I've learned now that it's important to check for understanding with your spouse/partner/SO, etc., for their actual definition of "downsizing." That question occured to me too late - like at 10:00 p.m. the night before we were to close and be moved entirely out. We were exhaustedly and frantically trying to clear out Keith's main office, AND closet, AND...well, you get the picture... It seems we had originally been operating, albeit unconsciously, on a downsizing concept that was, "take everything you already own and fit it into a smaller space." We've radically, and quickly, evolved to a definition that sounds like, "whatever you can fit into your new space, that's what you own...."
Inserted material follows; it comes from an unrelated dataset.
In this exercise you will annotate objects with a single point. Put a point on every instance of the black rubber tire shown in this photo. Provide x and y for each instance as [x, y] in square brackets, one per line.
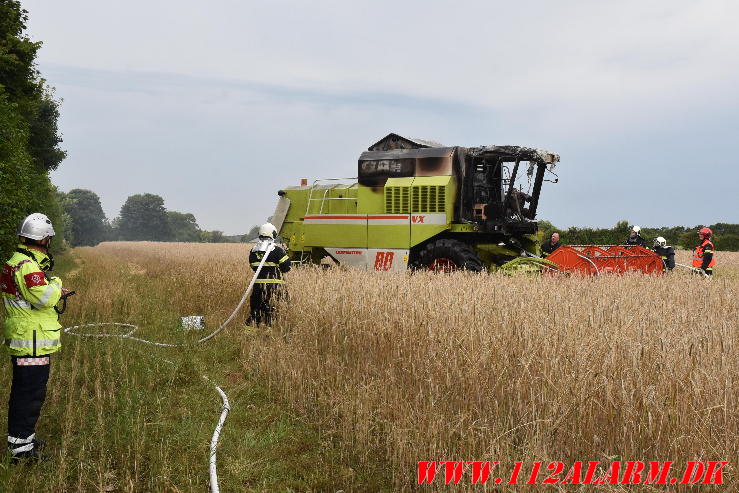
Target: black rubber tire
[461, 254]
I continue to be struck by how attached we are to things in general - but OUR things in particular. After all the throwing out and selling we did, looking at the piles of stuff and boxes of stuff still remaining now sitting in our small, elegant, and formerly pristine new space, I am slightly heartsick at the immense amount of all of it and really jolted into awareness of how it gradually creeps up. I look at boxes carefully labeled, and as I spy the written contents on the side of one, "Large Salad Spinner and Asparagus Cooker, 12 Chinese Blue Fish Plates" I pick it up, unopened, and put in the new pile to be taken to Goodwill. Who on earth needs an asparagus cooker? (But then, why do I think someone at Goodwill will find it and be delighted??) Am I perpetuating the system by offloading it out of our space and potentially into someone else's? As a student of ethics, who could imagine I'd be grappling with the issue of "stuff" as an ethical issue? Keith and I have instituted a new rule: if we haven't used something in 6 months or needed to go to any one of the remaining boxes in our storage area, then out it goes - unopened, no questions asked, no regrets. The lightening of the loads does indeed feel lighter, freer. Our operating goal during this past year and a half has been to become nimbler and we DO feel more nimble, less encumbered, lighter. We are eager to do more. And as we go through this process, the conversations with friends and family have been illuminating and fascinating. More on those conversations in another post.
So, on that note, what's the "stuff" that keeps you from being light of spirit?